The precise reason for the geographical spread of infection is not known, but factors such as climate change and the rise in the urban fox population have been implicated as possible factors. It has been suggested that most of the UK is suitable for transmission of the nematode;1 and it is, therefore, important for practices across the whole of the UK to be aware of the parasite, and the disease it can cause.

Life cycle

The life cycle of A. vasorum is indirect, with dogs becoming infected on ingestion of the intermediate host – the slug or * snail (Figure 1).4 The adult worm resides in the right side of the heart and pulmonary arteries of infected dogs and foxes. The female worm releases eggs, which are carried in the bloodstream to the pulmonary capillaries, where they develop into first stage (LI) larvae and hatch.

Figure 1: The life cycle of Angiostrongylus vasorum. (Image courtesy of Bayer Animal Health)

LI larvae penetrate through the capillary and alveolar walls, and from there are eventually coughed up and swallowed, and passed out into the environment with the faeces. Slugs or snails crawling over an infected animal’s faeces become infected with LI larvae, and development to the third larval stage (L3) takes place within the mollusc.

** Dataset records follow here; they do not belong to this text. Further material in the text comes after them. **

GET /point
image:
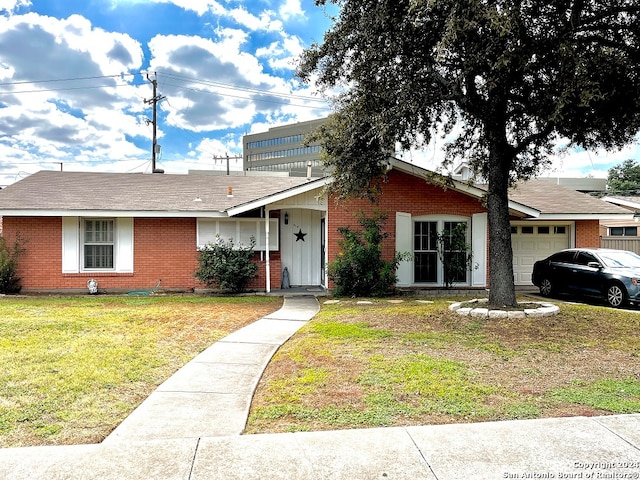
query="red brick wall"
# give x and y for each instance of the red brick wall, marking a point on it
(588, 233)
(402, 193)
(164, 248)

Dogs and foxes become infected by eating infected slugs or snails. The L3 is released into the dog’s intestine upon digestion of the mollusc, where it penetrates the intestinal wall and undergoes further development in the mesenteric lymph nodes to the fifth larval stage (L5).

The life cycle is completed when the L5 larvae leave the lymph nodes and migrate via the hepatic portal vein, liver and caudal vena cava, to the right side of the heart and pulmonary arteries, where development into a new adult worm takes place (Figure 2).

Figure 2: An adult Angiostrongylus vasorum [x 200). Ilmage courtesy of Bayer Animal Health)

The pre-patent period of A. vasorum averages 38-57 days.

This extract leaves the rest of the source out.